Tuesday 7 March 2017

Neocolonization of the Gentleman's Game

When a few enterprising gentlemen from the East India Company decided to colonise India, they came armed not just with modern artillery, a strong naval fleet, and mercantile policies, but also with bats and balls. Because, Cricket was never seen as just a game. It was more than mere runs and wickets.

The British used the game as an instrument to impose imperial order, glorify their rule and transmit English values in the colonies. They used the game to impose moral standards on the unenlightened Indian populace. For long, the sahebs would play the game under the sun. The native was only allowed to watch from afar.

But the native would not remain a stranger to the game. He would adopt it, get better at it and use the very game as a form of imperial resistance and nationalism. He would eventually, transform the very English of English games (and they have invented quite a lot of them) into a game that has become essentially Indian in essence and character. Today, the gentle claps from stiff-lipped gentlemen in tweed jackets and wide-brimmed hats in Lords has given way to the raucous and passionate fan of the Eden Gardens.

Clubs were formed. Associations created. Teams organized. And soon, the country had begun to produce players of fine calibre like CK Nayudu and Lala Amarnath. But as a team, they were yet to make a presence felt on the global arena. They neither had the economic clout of England or Australia nor the sheer brilliance of the West Indies. They were the Sri Lanka of the 80s and the Bangladesh of the 90s.

It all changed in 1983.

It is said that catches win matches but Kapil’s catch would not only win the first world cup for his country but go on to change the cricketing landscape of India and the world. It was the time the humble television started to become popular in the households. It was also the time when Indian hockey was on a decline. The world cup winners were the heroes people were seeking for. The players gained popularity among the masses the game spread through the nook and corners of the country. Cricket’s pivot to India had begun.

24 years down the line, another Indian captain would go on to win the first T20 world cup which led to the consolidation of India’s hegemony in world cricket.

Today, India heads a unipolar power structure in the cricket politick. The rise has been a reflection of the fast-growing economy and increasing purchasing power of the citizenry in the country. The country’s market grew with its growing middle class and the sheer size of its cricket crazy population lends it enormous weight.

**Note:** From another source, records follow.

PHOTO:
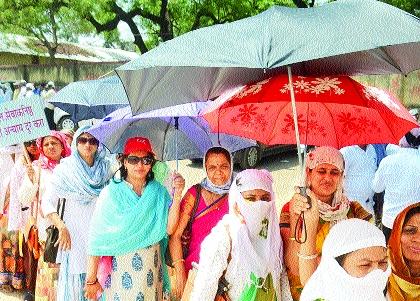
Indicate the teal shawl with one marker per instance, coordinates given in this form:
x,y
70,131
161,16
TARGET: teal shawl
x,y
123,222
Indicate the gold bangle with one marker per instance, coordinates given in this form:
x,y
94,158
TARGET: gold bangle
x,y
178,260
307,257
92,283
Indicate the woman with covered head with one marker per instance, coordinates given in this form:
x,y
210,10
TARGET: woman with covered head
x,y
52,149
324,186
202,207
78,179
245,246
131,223
354,265
404,252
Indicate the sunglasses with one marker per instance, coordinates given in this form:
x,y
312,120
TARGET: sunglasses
x,y
134,160
84,140
29,143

India is dubbed as the commercial centre of gravity of the game and accounts for 80% of the game’s revenue and 75% of the viewership. In the words of Gideon Heigh, “the world is witnessing the Indianisation of cricket, where nothing India resists will occur, and everything it approves of will prevail”.

The BCCI, the apex governing body of cricket in India, has grown into a multi-headed hydra spreading its tentacles everywhere. It decides whom India will tour and who would tour them. It rearranges matches held elsewhere to suit television viewers in India. It even changes rules to decide how the game will be played to suit its needs, a classic example being the DRS. It even refused to come under the ambit of the World Anti-Doping Agency, simply because it did not want to. India is to the ICC what the United States is to the UN.

The growth of the IPL is merely symptomatic of the shift in the economic power from the developed bloc to the emerging world. The cash-cow of Indian cricket has upset traditional cricketing structures. There is money involved in it like never before. Teams across the world are adjusting their calendars to participate in the IPL. Many players have made it abundantly clear that they will prefer the league over national commitments simply because it is too good money to lose. Even England, the lone country to put up a resistance against the IPL, have come to terms with it.

Cricket in the country has become a way of life. Players are not mere mortals- but gods and demi-gods. People perform pujas before matches. They shower love and adulation when the team wins. And they break houses and burn effigies when the team loses. The inordinate amount of passion generated by the fans led Ashish Nandy to remark that Cricket is an Indian game accidentally discovered by the British.

On the other hand, English cricket today is undergoing dynamic changes with more players of Indian origin representing the national team and at grass-root levels. It is estimated that in the coming decade or two, half of the English team will have players with subcontinental origin. Quite ironic, considering the fact that the princely Ranjitsinghji was long denied a spot in the England team just because he was brown.

Decades ago, the English took their cricket wherever they went, acting as missionaries of the game, spreading it in their colonies. Today, we find the Indian diaspora carrying their game to America and other parts of Europe, introducing the game among the locals Cricket has truly become an Indian game.


The iconic Lord’s still remains the home of the game. But it’s heart beats at Wankhede.